How to test if two strings point to the same file or directory?

S

Sandra-24

Comparing file system paths as strings is very brittle. Is there a
better way to test if two paths point to the same file or directory
(and that will work across platforms?)

Thanks,
-Sandra
 
T

Tim Chase

Comparing file system paths as strings is very brittle. Is there a
better way to test if two paths point to the same file or directory
(and that will work across platforms?)

os.path.samefile(filename1, filename2)
os.path.sameopenfile(fileobject1, fileobject2)

-tkc
 
S

Steven D'Aprano

Comparing file system paths as strings is very brittle.

Why do you say that? Are you thinking of something like this?

/home//user/somedirectory/../file
/home/user/file

Both point to the same file.
Is there a
better way to test if two paths point to the same file or directory
(and that will work across platforms?)

How complicated do you want to get? If you are thinking about aliases,
hard links, shortcuts, SMB shares and other complications, I'd be
surprised if there is a simple way.

But for the simple case above:
'/home/user/file'
 
T

Tim Chase

Comparing file system paths as strings is very brittle.
Why do you say that? Are you thinking of something like this?

/home//user/somedirectory/../file
/home/user/file

Or even

~/file
How complicated do you want to get? If you are thinking about aliases,
hard links, shortcuts, SMB shares and other complications, I'd be
surprised if there is a simple way.

But for the simple case above:

'/home/user/file'

I'd suggest os.path.samefile which should handle case-sensitive
(non-win32) vs case-insensitive (win32) filenames, soft-links,
and hard-links. Not sure it's prescient enough to know if you
have two remote shares, it will unwind them to their full
server-path name. Works here on my various boxes (Linux, MacOS-X
and OpenBSD) here. I'd assume it's the same functionality on Win32.

-tkc
 
S

Steven D'Aprano

How complicated do you want to get? If you are thinking about aliases,
hard links, shortcuts, SMB shares and other complications, I'd be
surprised if there is a simple way.

Almost, but not quite, platform independent.

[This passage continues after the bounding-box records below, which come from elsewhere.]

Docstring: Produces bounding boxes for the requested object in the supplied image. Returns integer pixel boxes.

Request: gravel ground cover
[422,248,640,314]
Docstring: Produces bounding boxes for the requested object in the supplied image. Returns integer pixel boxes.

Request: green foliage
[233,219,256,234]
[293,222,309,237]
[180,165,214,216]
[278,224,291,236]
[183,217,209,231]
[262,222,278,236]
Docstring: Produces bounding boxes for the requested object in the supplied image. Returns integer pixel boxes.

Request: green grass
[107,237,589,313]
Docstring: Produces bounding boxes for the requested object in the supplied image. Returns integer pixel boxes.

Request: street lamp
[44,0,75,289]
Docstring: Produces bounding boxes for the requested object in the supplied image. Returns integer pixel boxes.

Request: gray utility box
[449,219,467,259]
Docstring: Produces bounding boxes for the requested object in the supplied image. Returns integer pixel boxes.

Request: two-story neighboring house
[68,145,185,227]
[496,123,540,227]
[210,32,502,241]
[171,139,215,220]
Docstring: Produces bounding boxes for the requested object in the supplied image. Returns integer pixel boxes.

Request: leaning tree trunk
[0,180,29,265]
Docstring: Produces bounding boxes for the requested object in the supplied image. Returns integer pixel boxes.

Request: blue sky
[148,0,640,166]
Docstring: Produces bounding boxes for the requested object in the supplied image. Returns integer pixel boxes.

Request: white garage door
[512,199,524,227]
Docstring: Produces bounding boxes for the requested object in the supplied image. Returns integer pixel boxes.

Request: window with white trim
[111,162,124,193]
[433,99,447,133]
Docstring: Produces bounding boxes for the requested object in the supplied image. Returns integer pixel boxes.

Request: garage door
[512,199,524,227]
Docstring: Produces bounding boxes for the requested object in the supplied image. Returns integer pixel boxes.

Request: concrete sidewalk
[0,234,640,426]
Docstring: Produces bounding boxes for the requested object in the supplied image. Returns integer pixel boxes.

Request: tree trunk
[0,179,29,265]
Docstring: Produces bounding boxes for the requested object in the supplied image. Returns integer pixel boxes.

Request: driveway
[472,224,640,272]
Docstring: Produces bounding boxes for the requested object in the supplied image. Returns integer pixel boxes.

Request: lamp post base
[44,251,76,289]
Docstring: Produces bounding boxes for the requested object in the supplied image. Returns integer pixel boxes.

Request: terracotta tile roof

os.path.samefile(path1, path2)

From the docs:

samefile(path1, path2)
Return True if both pathname arguments refer to the same file or
directory (as indicated by device number and i-node number). Raise an
exception if a os.stat() call on either pathname fails. Availability:
Macintosh, Unix

http://docs.python.org/lib/module-os.path.html
 
T

Tim Chase

Comparing file system paths as strings is very brittle. Is there a
Nice try, but they don't "work across platforms".

Okay...double-checking the docs.python.org writeup, it apparently
does "work across platforms" (Mac & Unix), just not "across *all*
platforms", with Win32 being the obvious outlier. It seems a
strange omission from Win32 python, even if it were filled in
with only a stub...something like

def samefile(f1, f2):
return abspath(f1.lower()) == abspath(f2.lower())

it might not so gracefully handle UNC-named files, or SUBST'ed
file-paths, but at least it provides an attempt at providing the
functionality on win32. As it currently stands, it would be
entirely too easy for a [Mac|*nix] programmer to see that there's
a samefile() function available, use it successfully based on its
docstring, only to have it throw an exception or silently fail
when run on win32.

-tkc
 
J

John Machin

Tim Chase wrote:
[snip]
I'd suggest os.path.samefile which should handle case-sensitive
(non-win32) vs case-insensitive (win32) filenames, soft-links,
and hard-links. Not sure it's prescient enough to know if you
have two remote shares, it will unwind them to their full
server-path name. Works here on my various boxes (Linux, MacOS-X
and OpenBSD) here. I'd assume it's the same functionality on Win32.

Assume nothing. Read the manual.
 
S

Sandra-24

/home//user/somedirectory/../file
/home/user/file

Both point to the same file.

hard links, shortcuts, SMB shares and other complications, I'd be
surprised if there is a simple way.

So would I. Maybe it would make a good addition to the os.path library?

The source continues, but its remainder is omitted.